Ngāti Rangitihi
Guide Alfred Warbrick, a grandson of Mokonuiarangi of Ngāti Rangitihi, saw the great eruption of Tarawera from a bush hut on his ancestral lands.
“As I watched that sacred burial mountain of our ancestors rent asunder, throwing forth its flames and rocks, I thought of my mother who had been laid to rest in a cave on its shoulder and of the innumerable dead whose last home was shattered and hurled aloft in that fearful blast.”
He set out to help where he could and on 14 June, after lowering a whaleboat and skiff down a cliff of mud, he led a party of nine people across the lake to discover the fate of the people living in the small kāinga of Te Ariki and Moura.
They arrived at Moura to find near-liquid mud totally covering the place.

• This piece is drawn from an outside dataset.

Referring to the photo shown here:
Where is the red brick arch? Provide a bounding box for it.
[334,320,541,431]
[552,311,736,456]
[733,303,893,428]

They were very shocked at the scene but kept going, despite the mud, to Te Ariki to try and help. They landed there in the late afternoon only to find that the village had completely disappeared.

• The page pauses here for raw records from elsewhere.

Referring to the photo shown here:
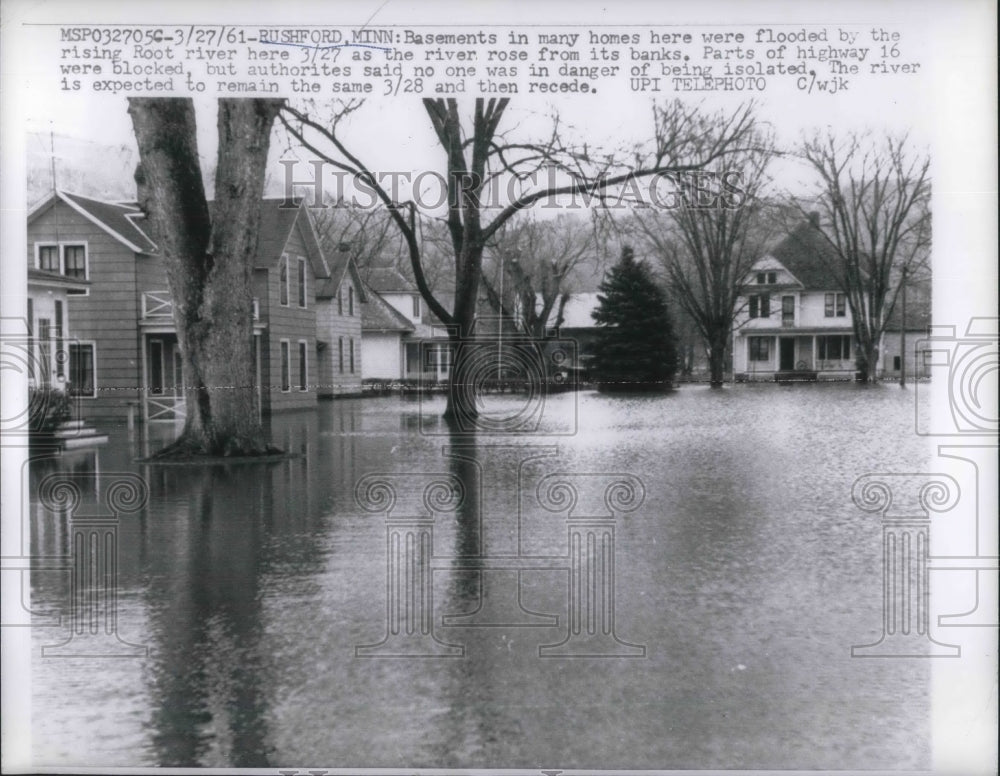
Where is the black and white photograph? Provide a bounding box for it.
[0,0,1000,776]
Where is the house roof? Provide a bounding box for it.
[28,190,158,253]
[361,288,416,332]
[755,221,839,291]
[28,267,90,291]
[365,267,419,294]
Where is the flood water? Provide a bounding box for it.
[31,384,930,769]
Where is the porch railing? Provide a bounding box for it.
[146,396,187,421]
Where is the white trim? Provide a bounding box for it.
[278,337,292,393]
[295,256,309,310]
[278,253,292,307]
[34,240,90,296]
[66,340,98,399]
[298,340,309,393]
[56,191,148,253]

At the same time, a different party of Ngāti Rangitihi, from the Rangitaiki plains, had set off in the direction of Rotomahana and they met up with Warbrick’s party near Te Ariki. The two parties shared great shock and grief at all they had seen.

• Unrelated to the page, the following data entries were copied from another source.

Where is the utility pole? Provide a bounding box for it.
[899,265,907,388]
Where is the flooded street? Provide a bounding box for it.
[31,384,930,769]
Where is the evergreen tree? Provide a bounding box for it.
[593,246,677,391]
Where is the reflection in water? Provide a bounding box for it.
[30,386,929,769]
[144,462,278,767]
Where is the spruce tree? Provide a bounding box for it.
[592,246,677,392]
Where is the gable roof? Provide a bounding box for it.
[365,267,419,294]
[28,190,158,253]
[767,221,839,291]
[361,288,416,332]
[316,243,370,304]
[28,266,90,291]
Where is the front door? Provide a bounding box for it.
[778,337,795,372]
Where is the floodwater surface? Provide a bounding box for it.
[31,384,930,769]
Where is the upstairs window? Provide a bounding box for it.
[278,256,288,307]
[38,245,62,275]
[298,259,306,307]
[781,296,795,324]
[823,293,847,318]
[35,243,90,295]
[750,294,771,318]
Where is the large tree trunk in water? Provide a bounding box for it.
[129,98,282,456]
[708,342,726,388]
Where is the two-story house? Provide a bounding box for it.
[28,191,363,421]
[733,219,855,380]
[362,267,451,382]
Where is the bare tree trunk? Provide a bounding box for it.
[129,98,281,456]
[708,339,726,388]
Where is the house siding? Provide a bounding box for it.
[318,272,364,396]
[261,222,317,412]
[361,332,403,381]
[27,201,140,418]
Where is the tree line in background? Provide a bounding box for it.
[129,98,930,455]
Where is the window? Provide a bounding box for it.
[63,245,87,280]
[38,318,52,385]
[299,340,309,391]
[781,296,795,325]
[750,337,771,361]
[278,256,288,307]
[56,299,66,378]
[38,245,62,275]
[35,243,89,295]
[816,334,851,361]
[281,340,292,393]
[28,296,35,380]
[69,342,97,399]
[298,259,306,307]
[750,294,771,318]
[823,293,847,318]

Some time after the eruption, Alfred was asked to lead a party into the Rotomahana area, where the famous Pink and White Terraces had been, to see what had become of them. Along with a reporter from the Auckland Evening Star, he was lowered by rope into a sulphur-filled pit to try and locate the lost terraces. He thought he could just make out the Pink Terrace under some mud, but the ground was too unstable for their investigation to go on. The terraces have remained buried ever since.
In the years after the eruption, Alfred became well-known as a guide, taking groups of people to the ravaged landscape of Tarawera and through Waimangu Valley, but again witnessed the terrible force of nature when he watched on helplessly as his brother (the legendary rugby player Joe Warbrick) and three other people were killed by the Waimangu Geyser in 1903.
Alfred Patchett Warbrick passed away aged 80 in 1940 after having been part of some of the most extraordinary events in New Zealand’s history.
This story comes from the original Great Te Arawa Stories website created by Ngā Pūmanawa e Waru (NPeW) Education Trust in 2018. To ensure consistency, minimal updates were made to the text before it was transferred to this new site.
Did You Know?
‘Alf’ was himself a fine rugby player and one of the New Zealand Native football representatives, led by his brother Joe, who toured Britain in 1888.